Like many dev teams, Rubi's team relies heavily on continuous integration. Their setup, like many others, relies on git hooks, and whenever someone pushes a commit to any branch, it automatically runs all the associated unit tests. Good code stays green, and any bugs are immediately revealed. Branches with failing tests cannot be merged into the main branch, which is all pretty reasonable.

Recently, Ruby pushed a commit on a branch up, and pretty much immediately realized that the tests were going to fail because she forgot to update a related code file. Even as she started to amend the commit, she waited for the CI server to cough up an error. And waited. And waited. And waited.

Now, for this particular repository, Rubi wasn't usually doing much development in it. She was helping with a big system upgrade, and so her first thought was that she must have made some other mistake. After all, it's not like automated CI would just get turned off, right?

Well, when she glanced at the YAML file which controlled their test runner:

test-service-integration: stage: test image: $RUNNER_BASE_IMAGE needs: - build-prod before_script: {.... other stuff removed} allow_failure: true tags: - run_in_docker only: - main

allow_failure: true meant that the CI server would let failing code pass, which generally wasn't a good idea. More than that, though, that rule applied to the main branch. In this configuration, tests were never run on other branches, and when they ran on the main branch, failures were allowed.

When she flipped the flag back to allow_failure: false, the unit tests in the main branch failed catastrophically.

Fortunately, their configurations were also source controlled, so it wasn't hard to find out who was responsible. Roger, one of their junior developers. He had made that change ten months ago, and no one else had touched the file since. Rubi pinged him on Slack and started a video call.

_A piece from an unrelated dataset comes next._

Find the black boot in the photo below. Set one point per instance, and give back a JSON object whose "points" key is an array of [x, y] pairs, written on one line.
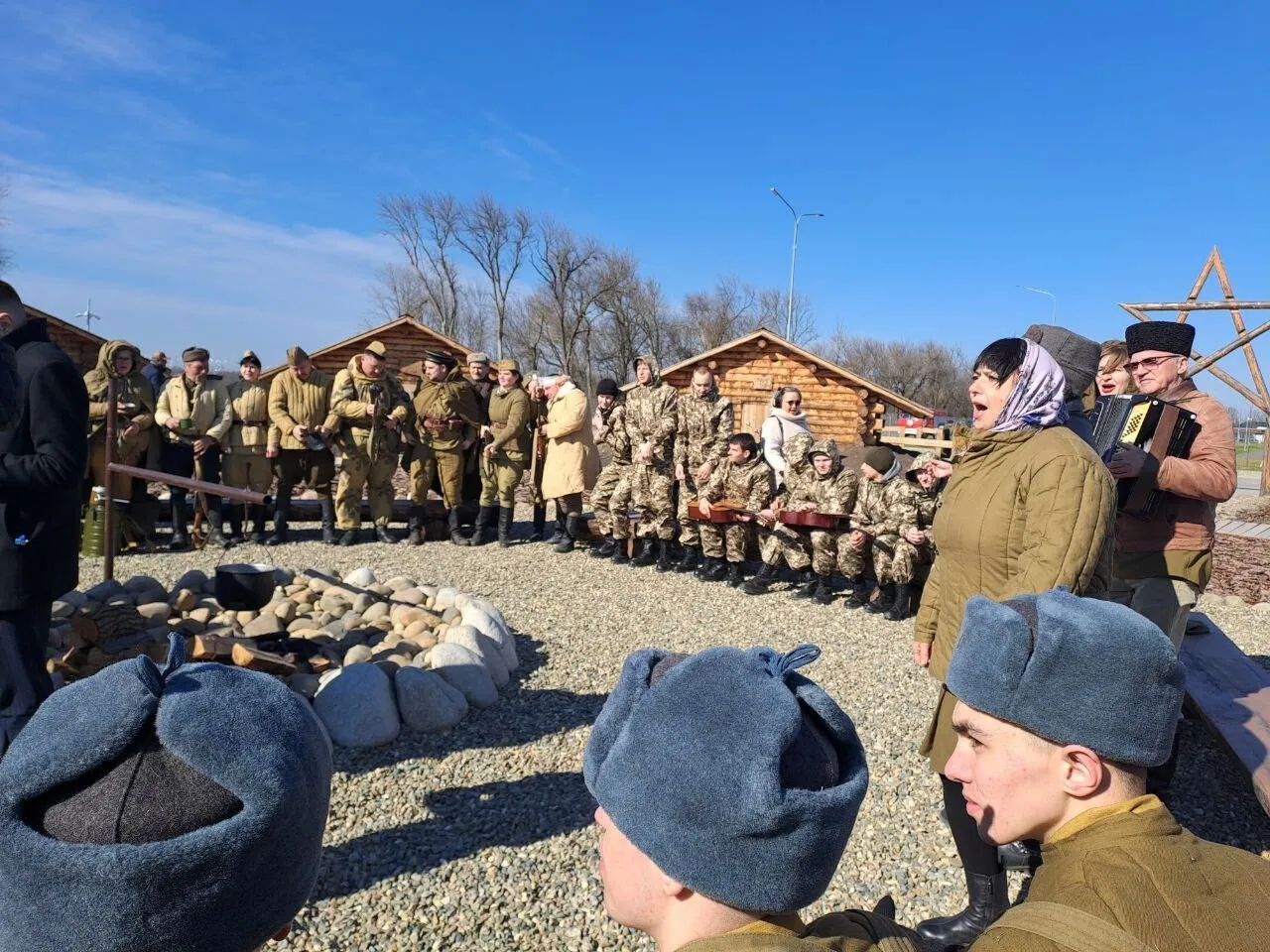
{"points": [[824, 589], [663, 556], [644, 552], [414, 526], [559, 535], [758, 584], [714, 569], [572, 524], [690, 561], [259, 516], [857, 593], [327, 522], [884, 601], [180, 540], [989, 897], [485, 521], [281, 507], [236, 512], [808, 585], [456, 535], [902, 608]]}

"Roger, what is going on with this?"

"Oh, that," Roger said. "Well, my tests were failing, well, not my tests, but one of the tests that somebody else wrote."

"So… you just turned the tests off?" Rubi said.

Roger shrugged. "Well, I had a feature to deliver for that sprint."

"I can't believe Felicia was okay with this," Rubi said. Felicia was the tech-lead on Roger's team. "She had to see this when you submitted your pull request."

"My what?" Roger asked.

"Your pull request? Y'know, for Felicia to review your code before it gets merged into main?"

"Oh, I just do all my work right on the main branch. Is that not okay? Felicia said it was fine, and that she didn't have time to review every change."

Rubi rubbed her temples and sighed. "No, that is not okay. Just… don't push anything else until I've talked to Felicia."

Rubi ended that call, and prepped for another video call, where she and Felicia could have a long discussion about how team leads can help their junior developer actually be successful, how code reviews contribute to that, and why leaving the automated unit tests off for ten months was a terrible idea.